Money in the Bank chronology
| ← Previous 2016 | Next → 2018 |

= Money in the Bank (2017) =

WWE pay-per-view and livestreaming event

The 2017 Money in the Bank was a professional wrestling pay-per-view (PPV) and livestreaming event produced by WWE, held exclusively for wrestlers from the promotion's main roster brand, SmackDown. It was the eighth annual Money in the Bank event and took place on June 18, 2017, at the Scottrade Center in St. Louis, Missouri. The event centered on the Money in the Bank ladder match, a multi-person ladder match where the wrestlers compete to retrieve a briefcase hanging above the ring which contains a contract for a guaranteed world championship match at any time within the next year.

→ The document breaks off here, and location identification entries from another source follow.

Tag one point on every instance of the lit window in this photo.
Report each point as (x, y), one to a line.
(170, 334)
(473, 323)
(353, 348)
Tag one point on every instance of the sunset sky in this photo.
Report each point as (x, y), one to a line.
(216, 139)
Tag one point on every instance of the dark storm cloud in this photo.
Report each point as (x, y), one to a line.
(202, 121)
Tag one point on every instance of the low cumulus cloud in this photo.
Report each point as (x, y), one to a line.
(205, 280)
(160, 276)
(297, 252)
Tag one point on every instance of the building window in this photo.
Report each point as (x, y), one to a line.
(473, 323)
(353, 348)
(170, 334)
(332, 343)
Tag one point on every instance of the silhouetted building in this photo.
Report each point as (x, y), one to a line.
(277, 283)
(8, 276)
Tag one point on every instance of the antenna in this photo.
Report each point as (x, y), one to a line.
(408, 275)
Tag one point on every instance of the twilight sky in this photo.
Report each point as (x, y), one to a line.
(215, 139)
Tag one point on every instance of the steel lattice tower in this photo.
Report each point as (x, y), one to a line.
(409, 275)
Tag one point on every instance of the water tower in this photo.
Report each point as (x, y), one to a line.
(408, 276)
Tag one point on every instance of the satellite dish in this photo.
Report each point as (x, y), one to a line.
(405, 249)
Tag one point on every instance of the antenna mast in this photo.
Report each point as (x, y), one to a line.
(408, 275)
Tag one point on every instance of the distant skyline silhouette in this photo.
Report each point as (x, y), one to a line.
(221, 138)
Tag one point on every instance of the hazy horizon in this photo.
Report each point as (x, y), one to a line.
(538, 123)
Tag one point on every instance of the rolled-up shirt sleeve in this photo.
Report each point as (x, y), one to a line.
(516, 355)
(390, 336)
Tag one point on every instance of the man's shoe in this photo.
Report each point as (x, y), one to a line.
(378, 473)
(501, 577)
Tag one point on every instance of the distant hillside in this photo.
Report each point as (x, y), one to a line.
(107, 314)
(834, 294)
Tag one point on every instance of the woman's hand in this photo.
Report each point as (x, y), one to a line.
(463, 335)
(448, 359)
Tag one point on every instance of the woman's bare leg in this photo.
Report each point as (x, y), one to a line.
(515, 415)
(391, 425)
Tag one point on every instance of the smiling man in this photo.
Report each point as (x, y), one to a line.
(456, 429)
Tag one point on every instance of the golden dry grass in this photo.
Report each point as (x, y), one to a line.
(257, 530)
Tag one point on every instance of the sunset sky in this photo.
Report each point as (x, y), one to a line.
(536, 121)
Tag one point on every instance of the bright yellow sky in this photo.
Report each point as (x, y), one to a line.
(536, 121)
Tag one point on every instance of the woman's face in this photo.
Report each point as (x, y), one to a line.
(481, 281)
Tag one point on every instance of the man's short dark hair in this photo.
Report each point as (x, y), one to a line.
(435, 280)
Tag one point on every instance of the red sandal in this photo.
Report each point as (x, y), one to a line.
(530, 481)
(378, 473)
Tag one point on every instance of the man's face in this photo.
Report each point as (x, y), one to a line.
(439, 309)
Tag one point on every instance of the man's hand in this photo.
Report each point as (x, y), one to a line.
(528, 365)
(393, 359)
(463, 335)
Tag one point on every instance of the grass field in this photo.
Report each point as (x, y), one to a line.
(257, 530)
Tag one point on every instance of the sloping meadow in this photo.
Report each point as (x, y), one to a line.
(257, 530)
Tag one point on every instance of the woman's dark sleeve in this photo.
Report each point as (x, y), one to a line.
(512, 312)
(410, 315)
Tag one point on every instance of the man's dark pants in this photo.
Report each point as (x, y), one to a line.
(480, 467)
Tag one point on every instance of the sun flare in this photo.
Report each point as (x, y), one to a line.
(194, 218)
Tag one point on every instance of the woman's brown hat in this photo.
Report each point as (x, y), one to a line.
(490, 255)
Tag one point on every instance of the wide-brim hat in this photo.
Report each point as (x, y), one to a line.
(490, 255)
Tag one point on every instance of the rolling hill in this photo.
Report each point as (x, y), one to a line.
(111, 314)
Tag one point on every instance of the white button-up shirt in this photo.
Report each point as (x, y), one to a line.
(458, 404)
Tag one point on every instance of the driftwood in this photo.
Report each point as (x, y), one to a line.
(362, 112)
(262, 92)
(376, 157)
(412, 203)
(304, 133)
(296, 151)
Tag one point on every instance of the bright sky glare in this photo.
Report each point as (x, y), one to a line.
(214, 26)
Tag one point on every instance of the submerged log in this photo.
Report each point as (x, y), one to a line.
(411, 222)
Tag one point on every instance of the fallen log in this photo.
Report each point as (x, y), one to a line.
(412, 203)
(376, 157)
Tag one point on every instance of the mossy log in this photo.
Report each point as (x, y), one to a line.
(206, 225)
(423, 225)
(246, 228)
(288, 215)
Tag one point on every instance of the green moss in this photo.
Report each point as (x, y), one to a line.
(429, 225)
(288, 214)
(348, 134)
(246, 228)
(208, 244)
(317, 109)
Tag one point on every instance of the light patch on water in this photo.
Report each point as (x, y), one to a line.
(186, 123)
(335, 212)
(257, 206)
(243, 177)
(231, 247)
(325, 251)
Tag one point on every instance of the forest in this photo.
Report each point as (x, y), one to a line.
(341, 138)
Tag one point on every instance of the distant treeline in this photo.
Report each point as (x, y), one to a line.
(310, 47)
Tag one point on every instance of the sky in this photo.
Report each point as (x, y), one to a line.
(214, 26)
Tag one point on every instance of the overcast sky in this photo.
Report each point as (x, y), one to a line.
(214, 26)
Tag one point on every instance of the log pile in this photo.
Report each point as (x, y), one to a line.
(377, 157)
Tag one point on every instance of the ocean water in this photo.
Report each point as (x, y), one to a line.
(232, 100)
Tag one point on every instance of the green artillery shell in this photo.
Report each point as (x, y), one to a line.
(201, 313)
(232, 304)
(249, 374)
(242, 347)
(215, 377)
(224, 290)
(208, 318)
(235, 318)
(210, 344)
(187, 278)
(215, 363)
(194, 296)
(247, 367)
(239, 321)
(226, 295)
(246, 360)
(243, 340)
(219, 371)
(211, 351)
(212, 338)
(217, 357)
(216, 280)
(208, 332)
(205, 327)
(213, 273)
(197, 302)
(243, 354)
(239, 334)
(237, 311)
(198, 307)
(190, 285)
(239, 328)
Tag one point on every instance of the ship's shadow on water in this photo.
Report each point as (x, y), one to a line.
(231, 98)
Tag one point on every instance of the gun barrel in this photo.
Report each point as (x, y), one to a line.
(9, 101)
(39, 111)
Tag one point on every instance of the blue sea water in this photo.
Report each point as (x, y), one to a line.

Seven matches were contested at the event, including one on the Kickoff pre-show. For the first time since 2013, there were two Money in the Bank ladder matches on the main card, including the first-ever women's version, and it is now standard for the event to include both a men's and women's version of the match. In the main event, Baron Corbin won the men's ladder match, earning a contract for a WWE Championship match, while in the opening bout, the first-ever women's version was controversially won by Carmella for a SmackDown Women's Championship match contract. In another prominent match, Jinder Mahal defeated Randy Orton to retain the WWE Championship. The event was also notable for the return of Maria Kanellis, who had last performed in WWE in December 2009, and the WWE debut of her husband, Mike Kanellis.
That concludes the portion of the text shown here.